The Optimality of Polynomial Regression for Agnostic Learning under Gaussian Marginals
This work provides foundational insights into the theoretical limits of agnostic learning for machine learning researchers, particularly those working on statistical query (SQ) algorithms and complexity theory.
This paper investigates agnostic learning under Gaussian distributions, demonstrating that $L^1$-regression is nearly optimal for Boolean concept classes. This finding links computational difficulty to the polynomial degree needed for $L^1$-norm approximation, leading to optimal SQ lower bounds for linear threshold functions and the first non-trivial SQ lower bounds for polynomial threshold functions and intersections of halfspaces.

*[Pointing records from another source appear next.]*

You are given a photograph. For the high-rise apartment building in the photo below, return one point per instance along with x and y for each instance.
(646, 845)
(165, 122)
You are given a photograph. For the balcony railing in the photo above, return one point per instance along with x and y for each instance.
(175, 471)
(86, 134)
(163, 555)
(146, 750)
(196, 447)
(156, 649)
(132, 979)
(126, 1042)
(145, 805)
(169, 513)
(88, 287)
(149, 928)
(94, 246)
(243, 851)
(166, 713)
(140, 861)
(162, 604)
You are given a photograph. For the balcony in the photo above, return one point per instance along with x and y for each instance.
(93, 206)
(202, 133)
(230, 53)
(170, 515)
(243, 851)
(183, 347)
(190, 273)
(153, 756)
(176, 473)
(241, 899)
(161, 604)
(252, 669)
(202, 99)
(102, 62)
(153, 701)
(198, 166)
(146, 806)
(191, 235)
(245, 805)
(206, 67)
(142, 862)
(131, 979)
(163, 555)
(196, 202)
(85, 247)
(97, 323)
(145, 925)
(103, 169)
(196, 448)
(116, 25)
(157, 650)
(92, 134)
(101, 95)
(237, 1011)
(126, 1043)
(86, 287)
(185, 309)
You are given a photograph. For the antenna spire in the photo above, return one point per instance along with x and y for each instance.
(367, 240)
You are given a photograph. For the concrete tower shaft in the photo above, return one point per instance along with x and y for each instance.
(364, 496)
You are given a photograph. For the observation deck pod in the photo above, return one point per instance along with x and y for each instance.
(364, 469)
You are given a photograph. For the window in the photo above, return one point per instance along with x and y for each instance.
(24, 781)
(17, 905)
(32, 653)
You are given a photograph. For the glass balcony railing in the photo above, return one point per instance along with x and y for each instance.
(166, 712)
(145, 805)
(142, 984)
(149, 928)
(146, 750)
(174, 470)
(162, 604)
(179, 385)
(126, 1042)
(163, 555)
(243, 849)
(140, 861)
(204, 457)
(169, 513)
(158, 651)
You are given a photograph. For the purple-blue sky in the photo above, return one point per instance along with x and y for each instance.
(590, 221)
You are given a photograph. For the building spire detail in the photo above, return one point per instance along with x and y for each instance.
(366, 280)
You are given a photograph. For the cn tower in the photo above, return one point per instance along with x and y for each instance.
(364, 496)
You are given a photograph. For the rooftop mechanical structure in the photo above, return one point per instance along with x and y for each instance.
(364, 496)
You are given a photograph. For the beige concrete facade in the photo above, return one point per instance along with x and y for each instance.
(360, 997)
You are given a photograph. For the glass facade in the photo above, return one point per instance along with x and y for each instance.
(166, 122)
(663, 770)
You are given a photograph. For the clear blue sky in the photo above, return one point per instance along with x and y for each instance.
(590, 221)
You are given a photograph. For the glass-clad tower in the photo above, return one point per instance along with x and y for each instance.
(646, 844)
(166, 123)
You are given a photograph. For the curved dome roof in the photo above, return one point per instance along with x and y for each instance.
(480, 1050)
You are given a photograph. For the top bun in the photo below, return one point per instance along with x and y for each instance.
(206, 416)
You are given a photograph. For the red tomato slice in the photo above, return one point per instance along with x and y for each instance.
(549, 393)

We study the problem of agnostic learning under the Gaussian distribution. We develop a method for finding hard families of examples for a wide class of problems by using LP duality. For Boolean-valued concept classes, we show that the $L^1$-regression algorithm is essentially best possible, and therefore that the computational difficulty of agnostically learning a concept class is closely related to the polynomial degree required to approximate any function from the class in $L^1$-norm. Using this characterization along with additional analytic tools, we obtain optimal SQ lower bounds for agnostically learning linear threshold functions and the first non-trivial SQ lower bounds for polynomial threshold functions and intersections of halfspaces. We also develop an analogous theory for agnostically learning real-valued functions, and as an application prove near-optimal SQ lower bounds for agnostically learning ReLUs and sigmoids.